Honda Motor and Nissan formally announced their intention to cooperate at the end of last year, which could create the world's third-largest auto manufacturer. KKR & Co. and Bain Capital are competing to acquire Fujifilm Holdings Corporation Unsponsored ADR for over $4 billion, which is a rare initiative by Bain Capital in Japan.The number of hostile takeovers is diversifying.。
In 2024, private equity firms with a background in China became more active in Japan. Hillhouse Capital Management announced a bid to acquire the real estate company Samty Holdings. Fengyuan Capital and the Japanese Fund Unison Capital collaborated to acquire the Japanese jeweler Tasaki & Co. from MBK Partners for approximately 100 billion yen.
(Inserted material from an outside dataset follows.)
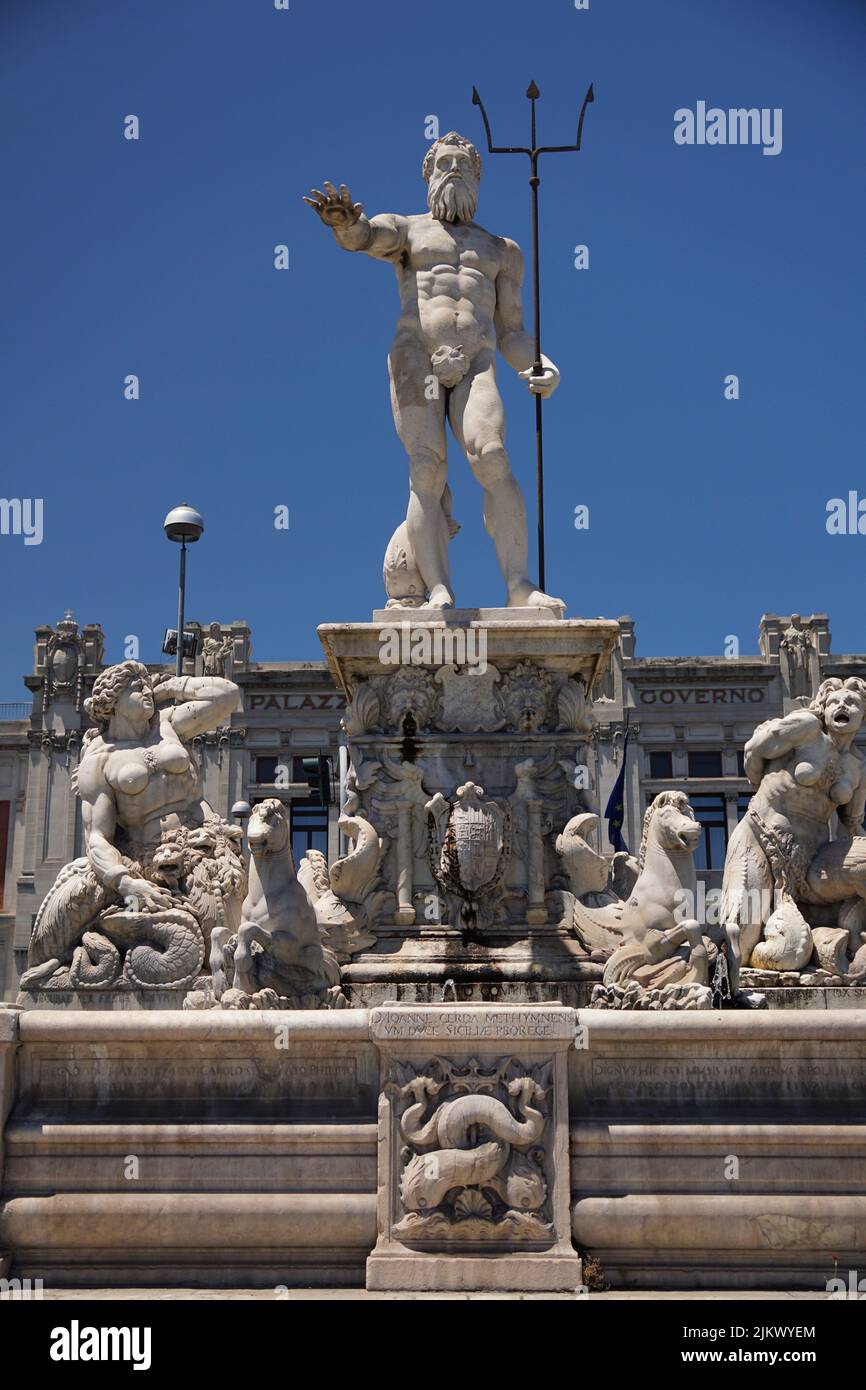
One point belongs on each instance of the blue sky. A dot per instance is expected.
(263, 388)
Jeff Acton, a partner at the Tokyo boutique investment bank BDA Partners Inc., stated, 'We have seen a significant increase in the number of investors and buyers.' Acton mentioned that he recently meets with new investors and funds wishing to enter this market two to three times a week. 'Five years ago, there were no meetings at all.'
The rise of acquisitions and privatizations.
Tetsuro Onitsuka, a partner at Swedish acquisition company EQT AB in Tokyo, stated that some companies view privatization as a more acceptable option than becoming subsidiaries of competitors.
Onitsuka said: "Our sales channels have performed well this year, partly due to this industry-driven pressure. Japan cannot change overnight to become like the USA, but people's mindsets have shifted, which has brought us opportunities."
Takaomi Tomioka, co-head of The Carlyle Group Japan, stated that The Carlyle Group completed the deployment of its fourth Japan-focused fund in about 3.5 years, ahead of the usual five years. The fifth Japan fund completed fundraising last May, raising 430 billion yen, the largest Japan-focused acquisition fund in history.
Tomioka stated: "The number of acquisition opportunities has significantly increased." He expects to allocate about 100 billion yen from its newly established Japan fund this year, primarily for privatizations and spin-off deals.
Despite the vigorous domestic acquisition activities in Japan, companies continue to pursue overseas acquisitions actively, a trend that has persisted for years.
Deal brokers noted that unfavorable factors, such as the weakening yen and the hindrance of Nippon Steel's acquisition of United States Steel, might initially deter some companies, but are unlikely to affect the overall trend of Japanese enterprises engaging in more overseas transactions.
The total cash holdings of Japanese companies remain near historical highs, thanks to some large companies easing cross-shareholdings. In July of last year, Toyota Motor announced plans to repurchase stocks worth 806.8 billion yen held by companies such as Mitsubishi UFJ Financial Group and Tokio Marine Holdings. Bankers indicated that this cash now needs to be used for overseas mergers and acquisitions.
Japanese companies' cash reserves are at a historical high.
Considering the declining population trend in Japan, industries such as Consumer and Insurance may be the most active in overseas Trade.
Ken LeBrun, a partner at Davis Wright Tremaine LLP in Tokyo, stated: “In the coming year, we will see a large number of overseas Trades worth tens of billions of dollars. With ample Cash, Japanese Banks are also engaging in lending activities. For many Japanese companies, large Trades are necessary to create the required impact on their Business.”